Perry, In a way, you are comparing apples to oranges. While I agree that an installer needs to indentify ANY potential installation problems, including crawl space or substrate problems, it is not his responsibility to correct them personally. His responsibility is to indentify and see to it that those problems are corrected by either the homeowner, the general contractor or himself. Now if an installer fails to indentify a problem and the floor fails, he is ONLY responsible for repairing the flooring itself AFTER whatever caused the problem is repaired. Look at it this way. Floor installer #1 comes out and sees a problem and notifies the homeowner that it will cost an additional $$$ to fix the problem. Now the homeowner can do it themselves, hire someone or pay the installer to fix the problem. In any case, the homeowner foots the bill. So lets say installer #2 fails to notice the problem and installs the floor and it fails. Yes, he eats his install plus the material and whatever it costs him to correct or repair the floor. However, the homeowner doesn't get a "freebee" just because the installer missed something. The homeowner is still responsible for footing the tab for correcting the cause of the failure (in this instance, crawl space moisture) because he would have had to in the first place had installer #2 noticed it. It was a cost that he would have born had the installer noticed it.

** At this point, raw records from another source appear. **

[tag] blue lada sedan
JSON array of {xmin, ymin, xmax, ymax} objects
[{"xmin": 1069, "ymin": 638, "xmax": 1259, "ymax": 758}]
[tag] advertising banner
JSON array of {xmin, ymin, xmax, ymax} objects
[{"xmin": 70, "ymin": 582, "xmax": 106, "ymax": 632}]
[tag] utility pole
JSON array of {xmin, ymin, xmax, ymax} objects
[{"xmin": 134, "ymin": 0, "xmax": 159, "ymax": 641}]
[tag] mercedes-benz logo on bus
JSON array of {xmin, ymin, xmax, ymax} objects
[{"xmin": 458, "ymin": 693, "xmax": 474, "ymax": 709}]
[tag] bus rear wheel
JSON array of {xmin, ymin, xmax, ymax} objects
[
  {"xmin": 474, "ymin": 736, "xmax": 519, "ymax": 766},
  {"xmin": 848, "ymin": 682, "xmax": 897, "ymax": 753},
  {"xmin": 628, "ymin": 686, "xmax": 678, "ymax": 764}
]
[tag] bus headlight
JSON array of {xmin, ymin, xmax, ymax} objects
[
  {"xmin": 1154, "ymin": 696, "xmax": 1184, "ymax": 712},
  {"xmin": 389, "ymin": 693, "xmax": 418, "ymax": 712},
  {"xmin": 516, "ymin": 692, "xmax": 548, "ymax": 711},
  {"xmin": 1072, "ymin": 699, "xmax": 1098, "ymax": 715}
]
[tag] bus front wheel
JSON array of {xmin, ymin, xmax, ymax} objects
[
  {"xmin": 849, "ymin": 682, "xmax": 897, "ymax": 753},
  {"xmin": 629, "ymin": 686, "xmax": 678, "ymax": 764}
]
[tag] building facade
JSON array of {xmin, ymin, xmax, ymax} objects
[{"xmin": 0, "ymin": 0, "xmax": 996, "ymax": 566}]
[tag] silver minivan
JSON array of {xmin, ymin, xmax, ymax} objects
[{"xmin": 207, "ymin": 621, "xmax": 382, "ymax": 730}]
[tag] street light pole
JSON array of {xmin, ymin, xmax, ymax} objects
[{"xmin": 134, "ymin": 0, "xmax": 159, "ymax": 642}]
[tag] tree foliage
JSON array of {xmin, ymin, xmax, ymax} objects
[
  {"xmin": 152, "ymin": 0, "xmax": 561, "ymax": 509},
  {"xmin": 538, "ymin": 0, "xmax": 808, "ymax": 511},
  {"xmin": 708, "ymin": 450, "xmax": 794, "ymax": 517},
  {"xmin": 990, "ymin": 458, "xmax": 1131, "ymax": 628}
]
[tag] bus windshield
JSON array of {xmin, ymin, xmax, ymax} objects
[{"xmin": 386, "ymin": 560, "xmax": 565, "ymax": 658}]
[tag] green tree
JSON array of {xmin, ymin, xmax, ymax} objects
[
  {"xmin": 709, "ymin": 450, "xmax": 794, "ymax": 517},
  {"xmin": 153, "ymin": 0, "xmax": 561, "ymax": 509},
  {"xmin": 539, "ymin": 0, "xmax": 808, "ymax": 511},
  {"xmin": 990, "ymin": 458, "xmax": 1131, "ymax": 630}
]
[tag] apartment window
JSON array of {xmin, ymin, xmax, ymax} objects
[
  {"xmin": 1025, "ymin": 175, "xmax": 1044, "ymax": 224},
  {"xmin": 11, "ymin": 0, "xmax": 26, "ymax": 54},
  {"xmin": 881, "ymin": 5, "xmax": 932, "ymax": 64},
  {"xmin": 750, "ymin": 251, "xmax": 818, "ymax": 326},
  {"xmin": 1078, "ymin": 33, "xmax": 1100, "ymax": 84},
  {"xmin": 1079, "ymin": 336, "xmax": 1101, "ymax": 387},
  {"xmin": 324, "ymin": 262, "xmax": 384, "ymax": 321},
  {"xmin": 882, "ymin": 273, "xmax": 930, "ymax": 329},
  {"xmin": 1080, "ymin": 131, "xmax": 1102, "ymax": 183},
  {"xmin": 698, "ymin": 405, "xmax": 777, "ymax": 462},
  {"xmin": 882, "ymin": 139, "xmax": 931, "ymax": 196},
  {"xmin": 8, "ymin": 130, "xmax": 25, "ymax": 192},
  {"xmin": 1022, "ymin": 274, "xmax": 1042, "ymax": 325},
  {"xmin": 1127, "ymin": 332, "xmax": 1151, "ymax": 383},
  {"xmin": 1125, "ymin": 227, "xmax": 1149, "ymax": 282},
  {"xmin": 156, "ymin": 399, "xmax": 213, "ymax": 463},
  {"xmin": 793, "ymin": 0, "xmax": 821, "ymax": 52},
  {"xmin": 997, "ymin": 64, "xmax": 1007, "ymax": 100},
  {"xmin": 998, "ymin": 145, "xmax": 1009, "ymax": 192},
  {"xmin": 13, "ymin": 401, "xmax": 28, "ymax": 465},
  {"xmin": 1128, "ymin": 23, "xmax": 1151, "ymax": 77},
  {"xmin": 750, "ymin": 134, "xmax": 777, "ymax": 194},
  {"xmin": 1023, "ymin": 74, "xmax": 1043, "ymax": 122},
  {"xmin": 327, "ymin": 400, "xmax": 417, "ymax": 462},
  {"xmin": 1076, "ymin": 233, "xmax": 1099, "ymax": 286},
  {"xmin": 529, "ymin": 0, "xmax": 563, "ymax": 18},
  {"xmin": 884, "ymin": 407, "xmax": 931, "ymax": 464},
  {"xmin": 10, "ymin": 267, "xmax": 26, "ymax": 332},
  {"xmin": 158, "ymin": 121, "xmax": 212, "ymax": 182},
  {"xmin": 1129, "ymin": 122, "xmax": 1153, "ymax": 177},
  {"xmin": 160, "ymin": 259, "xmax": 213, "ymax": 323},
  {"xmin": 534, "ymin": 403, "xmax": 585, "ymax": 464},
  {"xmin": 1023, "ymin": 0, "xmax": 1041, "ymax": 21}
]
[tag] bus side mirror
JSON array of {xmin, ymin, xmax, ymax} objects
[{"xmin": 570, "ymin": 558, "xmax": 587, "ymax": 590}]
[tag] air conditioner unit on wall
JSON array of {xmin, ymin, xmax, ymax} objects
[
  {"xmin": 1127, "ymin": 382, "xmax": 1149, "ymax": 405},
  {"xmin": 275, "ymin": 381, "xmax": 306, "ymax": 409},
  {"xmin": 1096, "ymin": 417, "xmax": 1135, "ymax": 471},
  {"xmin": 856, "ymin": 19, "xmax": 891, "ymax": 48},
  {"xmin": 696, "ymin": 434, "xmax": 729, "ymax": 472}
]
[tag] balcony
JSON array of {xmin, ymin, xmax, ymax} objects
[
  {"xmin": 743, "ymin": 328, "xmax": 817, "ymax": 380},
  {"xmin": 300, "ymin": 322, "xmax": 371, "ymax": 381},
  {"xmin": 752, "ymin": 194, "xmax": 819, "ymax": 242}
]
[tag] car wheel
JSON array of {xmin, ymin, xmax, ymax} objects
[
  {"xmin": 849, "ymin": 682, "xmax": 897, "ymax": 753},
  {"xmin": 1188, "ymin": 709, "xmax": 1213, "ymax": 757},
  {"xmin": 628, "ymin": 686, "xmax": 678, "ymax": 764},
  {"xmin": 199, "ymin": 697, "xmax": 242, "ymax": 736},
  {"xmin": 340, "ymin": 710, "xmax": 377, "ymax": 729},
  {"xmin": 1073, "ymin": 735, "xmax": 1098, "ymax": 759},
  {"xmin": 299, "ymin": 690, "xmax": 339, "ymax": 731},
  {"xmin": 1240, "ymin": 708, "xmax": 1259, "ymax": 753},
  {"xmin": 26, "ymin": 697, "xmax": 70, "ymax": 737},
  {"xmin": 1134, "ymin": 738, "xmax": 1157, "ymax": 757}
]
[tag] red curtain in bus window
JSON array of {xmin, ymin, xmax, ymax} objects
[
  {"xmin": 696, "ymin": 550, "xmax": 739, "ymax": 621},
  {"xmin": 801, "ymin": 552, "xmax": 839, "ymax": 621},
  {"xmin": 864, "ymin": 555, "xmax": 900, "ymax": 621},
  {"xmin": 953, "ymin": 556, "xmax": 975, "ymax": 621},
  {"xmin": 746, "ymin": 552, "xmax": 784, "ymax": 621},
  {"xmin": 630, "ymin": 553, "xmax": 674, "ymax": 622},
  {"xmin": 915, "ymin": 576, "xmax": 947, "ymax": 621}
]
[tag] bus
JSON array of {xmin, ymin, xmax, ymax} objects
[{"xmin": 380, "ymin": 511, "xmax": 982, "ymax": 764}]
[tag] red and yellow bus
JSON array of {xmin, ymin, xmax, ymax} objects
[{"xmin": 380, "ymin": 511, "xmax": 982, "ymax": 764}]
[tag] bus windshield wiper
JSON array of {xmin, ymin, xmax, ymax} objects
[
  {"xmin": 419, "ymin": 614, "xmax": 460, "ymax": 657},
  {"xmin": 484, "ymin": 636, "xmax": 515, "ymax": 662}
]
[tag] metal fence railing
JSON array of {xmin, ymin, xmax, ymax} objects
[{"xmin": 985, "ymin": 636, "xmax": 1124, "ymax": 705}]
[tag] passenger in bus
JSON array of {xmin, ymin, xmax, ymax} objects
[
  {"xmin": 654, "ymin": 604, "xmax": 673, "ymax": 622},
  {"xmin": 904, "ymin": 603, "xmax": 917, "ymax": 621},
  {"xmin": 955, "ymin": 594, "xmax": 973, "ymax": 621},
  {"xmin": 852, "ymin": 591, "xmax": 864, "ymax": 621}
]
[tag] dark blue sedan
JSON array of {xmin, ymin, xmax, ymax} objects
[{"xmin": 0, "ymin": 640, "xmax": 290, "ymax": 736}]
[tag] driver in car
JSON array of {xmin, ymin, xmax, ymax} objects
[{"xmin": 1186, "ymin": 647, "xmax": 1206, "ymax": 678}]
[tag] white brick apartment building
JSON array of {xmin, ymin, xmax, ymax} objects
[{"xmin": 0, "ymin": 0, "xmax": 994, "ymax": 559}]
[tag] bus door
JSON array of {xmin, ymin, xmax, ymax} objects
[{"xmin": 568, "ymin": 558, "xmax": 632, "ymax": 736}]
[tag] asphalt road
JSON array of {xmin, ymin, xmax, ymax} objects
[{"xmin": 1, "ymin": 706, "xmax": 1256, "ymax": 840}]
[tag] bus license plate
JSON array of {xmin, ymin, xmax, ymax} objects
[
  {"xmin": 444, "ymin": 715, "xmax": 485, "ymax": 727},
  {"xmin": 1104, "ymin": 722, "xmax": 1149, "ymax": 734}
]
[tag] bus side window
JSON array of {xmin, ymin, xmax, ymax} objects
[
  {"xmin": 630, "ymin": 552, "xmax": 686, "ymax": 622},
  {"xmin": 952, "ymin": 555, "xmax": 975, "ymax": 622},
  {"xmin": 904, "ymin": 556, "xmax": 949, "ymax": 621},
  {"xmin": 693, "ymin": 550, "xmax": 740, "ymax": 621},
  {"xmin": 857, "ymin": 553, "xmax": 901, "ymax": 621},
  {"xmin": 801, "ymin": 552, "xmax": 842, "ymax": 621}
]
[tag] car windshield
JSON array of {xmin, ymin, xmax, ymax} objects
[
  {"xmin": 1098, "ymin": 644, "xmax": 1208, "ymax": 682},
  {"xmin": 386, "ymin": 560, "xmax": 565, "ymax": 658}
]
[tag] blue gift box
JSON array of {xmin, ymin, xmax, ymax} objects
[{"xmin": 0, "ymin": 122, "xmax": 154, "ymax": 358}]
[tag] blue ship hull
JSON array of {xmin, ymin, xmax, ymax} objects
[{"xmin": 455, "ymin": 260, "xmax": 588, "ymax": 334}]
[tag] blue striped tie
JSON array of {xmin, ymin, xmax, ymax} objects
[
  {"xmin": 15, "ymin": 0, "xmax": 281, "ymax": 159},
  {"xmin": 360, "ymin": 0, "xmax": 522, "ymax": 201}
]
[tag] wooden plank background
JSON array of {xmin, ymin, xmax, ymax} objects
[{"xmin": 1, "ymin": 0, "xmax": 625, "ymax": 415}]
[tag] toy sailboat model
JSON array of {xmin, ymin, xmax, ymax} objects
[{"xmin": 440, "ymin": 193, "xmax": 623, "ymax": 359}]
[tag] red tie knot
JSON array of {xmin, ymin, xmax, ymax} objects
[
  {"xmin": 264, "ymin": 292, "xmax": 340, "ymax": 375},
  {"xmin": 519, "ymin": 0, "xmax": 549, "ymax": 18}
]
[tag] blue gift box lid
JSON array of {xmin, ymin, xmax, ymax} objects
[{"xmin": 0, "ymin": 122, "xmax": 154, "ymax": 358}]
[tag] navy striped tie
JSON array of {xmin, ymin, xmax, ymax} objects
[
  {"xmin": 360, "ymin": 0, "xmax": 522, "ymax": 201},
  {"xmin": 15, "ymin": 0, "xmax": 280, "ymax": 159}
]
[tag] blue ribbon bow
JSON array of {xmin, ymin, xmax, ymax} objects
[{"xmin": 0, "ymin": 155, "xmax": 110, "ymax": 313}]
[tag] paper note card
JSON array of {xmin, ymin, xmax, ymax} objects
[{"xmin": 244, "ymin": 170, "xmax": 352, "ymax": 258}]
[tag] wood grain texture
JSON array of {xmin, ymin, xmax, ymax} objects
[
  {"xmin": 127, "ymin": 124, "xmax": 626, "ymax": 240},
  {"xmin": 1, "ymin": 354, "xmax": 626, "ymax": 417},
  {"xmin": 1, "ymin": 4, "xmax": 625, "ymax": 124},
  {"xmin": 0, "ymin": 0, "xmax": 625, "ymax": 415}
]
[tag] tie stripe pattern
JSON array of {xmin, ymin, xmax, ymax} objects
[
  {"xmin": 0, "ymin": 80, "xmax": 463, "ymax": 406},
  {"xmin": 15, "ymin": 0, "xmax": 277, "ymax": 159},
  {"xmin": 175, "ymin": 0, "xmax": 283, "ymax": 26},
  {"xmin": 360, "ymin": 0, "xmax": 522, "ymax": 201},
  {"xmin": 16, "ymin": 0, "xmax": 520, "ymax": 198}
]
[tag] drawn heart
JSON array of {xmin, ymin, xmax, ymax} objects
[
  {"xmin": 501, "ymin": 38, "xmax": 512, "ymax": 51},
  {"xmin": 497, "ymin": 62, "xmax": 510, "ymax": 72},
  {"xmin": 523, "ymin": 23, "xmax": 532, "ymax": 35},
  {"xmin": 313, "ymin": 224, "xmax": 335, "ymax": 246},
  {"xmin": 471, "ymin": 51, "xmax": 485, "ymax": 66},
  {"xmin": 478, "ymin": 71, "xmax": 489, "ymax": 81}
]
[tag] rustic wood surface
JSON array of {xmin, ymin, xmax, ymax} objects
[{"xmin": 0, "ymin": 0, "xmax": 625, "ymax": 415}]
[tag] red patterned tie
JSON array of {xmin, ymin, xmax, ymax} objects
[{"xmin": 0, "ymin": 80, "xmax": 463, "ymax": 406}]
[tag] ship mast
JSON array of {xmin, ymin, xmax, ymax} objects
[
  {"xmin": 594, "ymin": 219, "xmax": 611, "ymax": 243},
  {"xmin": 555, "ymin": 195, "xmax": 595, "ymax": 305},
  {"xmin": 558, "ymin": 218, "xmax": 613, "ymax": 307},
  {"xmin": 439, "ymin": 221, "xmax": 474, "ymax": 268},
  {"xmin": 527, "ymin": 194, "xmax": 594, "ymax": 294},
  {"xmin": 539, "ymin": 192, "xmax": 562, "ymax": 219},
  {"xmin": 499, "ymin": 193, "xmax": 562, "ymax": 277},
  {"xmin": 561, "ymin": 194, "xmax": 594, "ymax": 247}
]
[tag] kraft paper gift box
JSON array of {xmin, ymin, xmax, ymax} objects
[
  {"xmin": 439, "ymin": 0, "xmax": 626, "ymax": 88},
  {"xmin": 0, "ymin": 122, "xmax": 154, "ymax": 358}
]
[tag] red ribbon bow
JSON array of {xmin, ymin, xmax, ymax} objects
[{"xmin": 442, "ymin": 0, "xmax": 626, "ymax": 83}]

And yes, my contracts are very specific about what is included and what is not included. I typically do NOT include ANY subfloor repairs or on-grade vapor barriers. If those things are needed, then I will give the homeowner a separate quote for repairing or performing those jobs, if I want to deal with it. I do say that I will not install until those items are corrected, or I get a waiver, which doesn't let me totally off the hook. But most folks go ahead and have the repairs done by me or someone else.
And you may disagree with me professionally, that's cool. But this is how I see it and how I understand the NWFA has recommended these types of issues be handled. IMO.